バートロー

1987、ある闘いの真実のバートローのレビュー・感想・評価

1987、ある闘いの真実(2017年製作の映画)
3.8
製作者の多くが386世代ということを踏まえても、最近の韓国映画は過去の歴史的汚点を映画にしてエンタメ昇華しようという気概が凄まじく、商業的にそれが出来ない日本や政治的にそれが出来ない中国の志高い映画人は苦虫を噛み潰しているんじゃないかな。
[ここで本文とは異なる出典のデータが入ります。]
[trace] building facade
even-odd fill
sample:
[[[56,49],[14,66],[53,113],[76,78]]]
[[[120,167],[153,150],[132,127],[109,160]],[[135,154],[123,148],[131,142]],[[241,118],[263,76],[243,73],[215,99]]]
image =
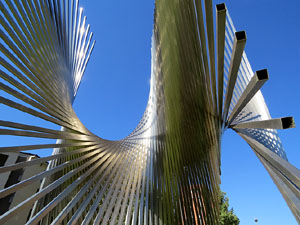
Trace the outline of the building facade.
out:
[[[0,167],[5,167],[9,165],[14,165],[26,161],[32,161],[38,159],[39,156],[30,153],[20,152],[20,153],[1,153],[0,154]],[[20,183],[28,178],[35,176],[47,168],[47,163],[36,164],[13,171],[8,171],[0,174],[0,190],[11,187],[17,183]],[[15,193],[9,194],[4,198],[0,198],[0,214],[3,215],[8,210],[17,206],[19,203],[25,201],[30,196],[34,195],[39,191],[40,182],[32,183],[26,188],[16,191]],[[20,214],[14,216],[3,225],[23,225],[29,218],[32,206],[24,209]]]

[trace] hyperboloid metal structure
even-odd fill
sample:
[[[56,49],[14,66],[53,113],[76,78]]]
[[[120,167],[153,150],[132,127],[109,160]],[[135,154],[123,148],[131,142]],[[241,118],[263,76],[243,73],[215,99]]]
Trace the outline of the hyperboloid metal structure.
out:
[[[252,71],[246,33],[235,30],[225,4],[215,8],[215,26],[211,0],[155,4],[148,105],[127,137],[110,141],[72,108],[94,47],[78,0],[0,1],[0,103],[37,118],[1,120],[1,135],[35,142],[0,151],[54,148],[0,168],[49,162],[0,190],[5,198],[41,182],[0,224],[28,207],[27,224],[219,224],[220,143],[228,128],[251,146],[300,223],[300,171],[276,131],[294,121],[271,119],[260,92],[268,71]]]

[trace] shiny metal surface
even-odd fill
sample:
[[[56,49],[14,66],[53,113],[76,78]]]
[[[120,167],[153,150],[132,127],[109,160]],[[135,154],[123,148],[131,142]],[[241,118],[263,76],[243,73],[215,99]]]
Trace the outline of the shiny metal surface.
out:
[[[46,142],[0,151],[54,150],[0,167],[49,162],[0,190],[1,198],[41,182],[0,223],[31,207],[27,224],[219,224],[220,143],[228,128],[252,147],[299,222],[300,171],[273,129],[293,121],[271,120],[259,91],[266,77],[251,69],[245,32],[236,32],[224,4],[216,9],[215,36],[211,0],[156,1],[148,104],[127,137],[110,141],[72,108],[95,43],[78,0],[1,1],[0,102],[42,122],[1,120],[0,135]]]

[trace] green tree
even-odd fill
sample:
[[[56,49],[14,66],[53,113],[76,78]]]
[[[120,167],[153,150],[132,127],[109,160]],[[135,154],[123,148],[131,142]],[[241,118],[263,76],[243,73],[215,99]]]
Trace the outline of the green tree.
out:
[[[234,214],[233,209],[229,209],[229,199],[225,192],[220,193],[220,224],[239,225],[240,220]]]

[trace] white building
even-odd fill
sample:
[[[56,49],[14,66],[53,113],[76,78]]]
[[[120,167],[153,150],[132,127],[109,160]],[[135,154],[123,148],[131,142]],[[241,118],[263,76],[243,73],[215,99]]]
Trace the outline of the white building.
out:
[[[39,158],[38,155],[25,153],[25,152],[7,152],[0,153],[0,167],[8,166],[15,163],[30,161]],[[36,164],[33,166],[24,167],[22,169],[17,169],[10,172],[0,173],[0,190],[7,188],[11,185],[19,183],[22,180],[26,180],[36,174],[41,173],[46,170],[47,163]],[[4,198],[0,198],[0,215],[4,214],[6,211],[17,206],[20,202],[24,201],[28,197],[35,194],[40,187],[40,182],[37,181],[31,185],[22,188],[20,191],[12,193]],[[32,207],[27,207],[18,213],[10,220],[8,220],[4,225],[23,225],[29,219],[29,215]]]

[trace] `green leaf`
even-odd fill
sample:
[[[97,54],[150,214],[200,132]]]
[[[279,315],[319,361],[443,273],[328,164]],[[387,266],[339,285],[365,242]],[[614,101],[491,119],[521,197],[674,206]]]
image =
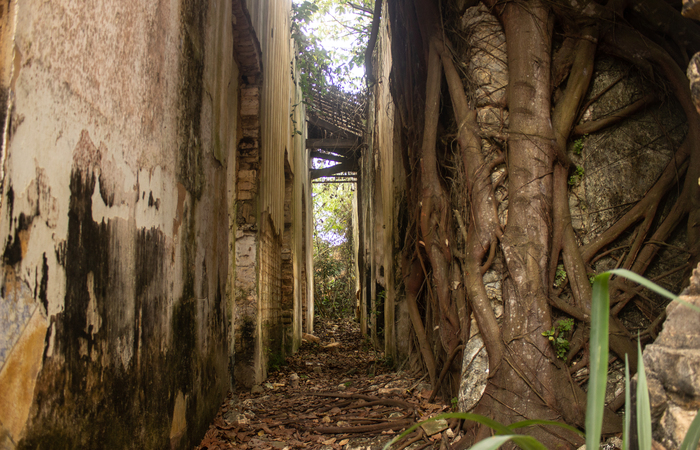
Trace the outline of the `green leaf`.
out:
[[[649,402],[649,387],[644,372],[642,344],[637,340],[637,436],[640,450],[651,450],[651,404]]]
[[[610,294],[608,281],[611,273],[605,272],[593,280],[591,300],[590,379],[586,405],[586,448],[600,445],[605,409],[605,388],[608,381],[608,314]]]
[[[483,441],[477,442],[470,450],[495,450],[506,442],[512,440],[524,450],[547,450],[547,447],[542,445],[540,441],[532,436],[523,436],[522,434],[507,434],[505,436],[491,436]]]
[[[608,273],[613,274],[613,275],[618,275],[618,276],[627,278],[630,281],[634,281],[635,283],[641,284],[645,288],[652,290],[652,291],[656,292],[657,294],[661,294],[670,300],[678,300],[678,296],[676,294],[674,294],[673,292],[662,288],[661,286],[654,283],[653,281],[647,280],[643,276],[636,274],[636,273],[632,272],[631,270],[614,269],[614,270],[609,271]],[[687,302],[681,302],[681,303],[687,304]],[[690,305],[690,306],[693,307],[693,305]],[[700,312],[700,308],[697,308],[697,307],[694,307],[694,308],[697,309],[698,312]]]
[[[440,420],[440,419],[471,420],[473,422],[480,423],[482,425],[486,425],[487,427],[495,430],[496,433],[498,433],[501,436],[511,435],[511,430],[509,430],[508,427],[506,427],[502,423],[497,422],[491,418],[488,418],[486,416],[482,416],[481,414],[463,413],[463,412],[443,413],[443,414],[438,414],[435,417],[431,417],[430,419],[420,421],[420,422],[416,423],[415,425],[411,426],[406,431],[399,434],[398,436],[395,436],[394,439],[387,442],[386,445],[384,446],[383,450],[388,450],[395,442],[401,440],[404,436],[408,436],[411,432],[413,432],[413,430],[415,430],[419,426],[423,425],[424,423],[433,422],[435,420]],[[507,439],[506,439],[506,441],[507,441]],[[518,444],[518,445],[520,445],[520,444]],[[498,448],[498,447],[495,447],[495,448]]]
[[[527,428],[527,427],[531,427],[533,425],[551,425],[551,426],[555,426],[555,427],[564,428],[564,429],[572,431],[574,433],[578,433],[581,436],[584,435],[583,431],[579,430],[578,428],[575,428],[575,427],[572,427],[571,425],[568,425],[566,423],[557,422],[554,420],[540,420],[540,419],[523,420],[520,422],[511,423],[510,425],[508,425],[507,428],[511,431],[515,431],[518,428]]]
[[[625,421],[622,428],[622,450],[629,449],[630,425],[632,423],[632,393],[630,390],[630,365],[625,353]]]
[[[662,288],[653,281],[638,275],[630,270],[615,269],[602,273],[593,279],[593,294],[591,304],[591,375],[588,382],[588,405],[586,408],[586,447],[598,448],[600,443],[601,425],[603,420],[603,410],[605,401],[605,387],[607,382],[607,359],[608,359],[608,313],[610,308],[610,296],[608,293],[608,282],[610,276],[618,275],[631,281],[639,283],[664,297],[700,312],[700,308],[692,305]],[[642,357],[642,346],[637,342],[638,381],[637,381],[637,435],[639,448],[641,450],[651,449],[651,404],[649,402],[649,388],[644,370],[644,359]],[[625,355],[625,422],[623,434],[623,450],[629,448],[630,429],[630,387],[629,387],[629,365]],[[693,420],[688,433],[686,434],[680,449],[691,450],[697,448],[700,441],[700,413]]]
[[[700,411],[695,414],[695,419],[688,427],[688,432],[685,435],[685,439],[678,447],[678,450],[694,450],[698,448],[698,441],[700,441]]]
[[[681,305],[687,306],[688,308],[692,309],[693,311],[697,311],[697,312],[700,313],[700,308],[698,308],[697,306],[693,305],[692,303],[688,303],[688,302],[686,302],[685,300],[683,300],[683,299],[680,298],[680,297],[676,297],[674,300],[677,301],[678,303],[680,303]]]

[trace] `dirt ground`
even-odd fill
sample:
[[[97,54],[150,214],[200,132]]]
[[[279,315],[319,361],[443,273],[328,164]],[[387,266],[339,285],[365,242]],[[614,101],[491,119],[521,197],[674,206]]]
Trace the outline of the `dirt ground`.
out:
[[[261,386],[230,393],[196,450],[381,449],[417,421],[451,410],[428,403],[424,379],[390,369],[351,319],[321,321],[315,336]],[[429,425],[392,449],[447,448],[459,439],[445,421]]]

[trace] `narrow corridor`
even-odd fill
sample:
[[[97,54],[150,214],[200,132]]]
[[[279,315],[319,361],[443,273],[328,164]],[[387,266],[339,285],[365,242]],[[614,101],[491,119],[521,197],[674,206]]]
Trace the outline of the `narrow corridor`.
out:
[[[422,378],[390,369],[357,323],[321,321],[316,333],[319,342],[305,341],[261,386],[229,393],[197,450],[381,449],[421,418],[450,410],[428,403]],[[437,449],[453,436],[419,428],[393,448]]]

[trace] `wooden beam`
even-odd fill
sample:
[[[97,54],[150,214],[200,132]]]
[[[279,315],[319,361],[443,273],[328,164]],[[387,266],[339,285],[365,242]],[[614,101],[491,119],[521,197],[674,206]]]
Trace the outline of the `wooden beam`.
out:
[[[328,154],[328,153],[321,153],[321,152],[311,152],[311,157],[312,157],[312,158],[318,158],[318,159],[325,159],[325,160],[328,160],[328,161],[336,161],[336,162],[339,162],[339,163],[349,162],[349,160],[348,160],[347,158],[344,158],[344,157],[342,157],[342,156],[339,156],[339,155],[331,155],[331,154]]]
[[[339,126],[337,126],[337,125],[335,125],[335,124],[333,124],[325,119],[314,116],[312,114],[307,115],[306,118],[311,124],[316,125],[317,127],[326,129],[332,133],[336,133],[340,136],[350,137],[350,138],[354,136],[356,139],[360,138],[360,136],[356,135],[352,131],[346,130],[344,128],[340,128]]]
[[[307,139],[306,148],[353,148],[360,144],[357,139]]]
[[[323,180],[323,181],[312,181],[312,184],[346,184],[346,183],[357,183],[357,178],[348,178],[345,180]]]
[[[354,172],[355,170],[357,170],[355,164],[348,161],[331,167],[324,167],[323,169],[311,169],[309,173],[311,174],[311,179],[315,180],[316,178],[328,177],[341,172]]]

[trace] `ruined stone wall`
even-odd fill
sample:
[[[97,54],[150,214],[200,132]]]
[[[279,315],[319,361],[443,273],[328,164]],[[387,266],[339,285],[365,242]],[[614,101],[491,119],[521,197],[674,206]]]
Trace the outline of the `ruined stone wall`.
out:
[[[700,306],[700,266],[693,270],[681,299]],[[700,404],[700,313],[672,302],[663,331],[644,349],[644,366],[654,439],[667,449],[679,448]]]
[[[294,260],[293,260],[293,244],[294,231],[292,216],[294,208],[292,205],[293,196],[293,180],[294,175],[291,171],[285,170],[285,188],[284,188],[284,231],[282,232],[282,288],[280,301],[280,323],[282,325],[281,339],[282,349],[285,354],[293,352],[293,336],[292,336],[292,317],[294,312]]]
[[[262,364],[256,367],[267,376],[267,365],[270,357],[280,354],[282,345],[281,306],[282,306],[282,239],[275,233],[272,220],[263,213],[260,223],[260,311],[258,333],[260,335],[263,354]]]
[[[231,2],[10,5],[0,446],[191,448],[230,385]]]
この作品もその系譜の映画だ。

実話ベース物の中でも韓国版天安門事件もとい韓国のターニングポイントとなる大事件を扱っているせいか、豪華絢爛な韓国俳優が隅々まで行き渡っており、中盤まではそれだけでも楽しめるわ、ギャグシーンも多めにあるわの大判振る舞い。そのキャストの多さと力の入れすぎのせいで映画としては間延びしてとっ散らかった部分もあるのはいただけないけど。そんな怪物達の中でも異彩を放つのがカン・ドンウォンのパート。兵役からの復帰後は無敵状態、この映画でも最重要人物をエネルギーの塊のような形で見事に演じ切った彼の今後を注目しないわけにはいかない。次回作の韓国版『ゴールデンスランバー』実写版『人狼』はどれも日本原作。是非日本でもこの手の政治闘争の作品を。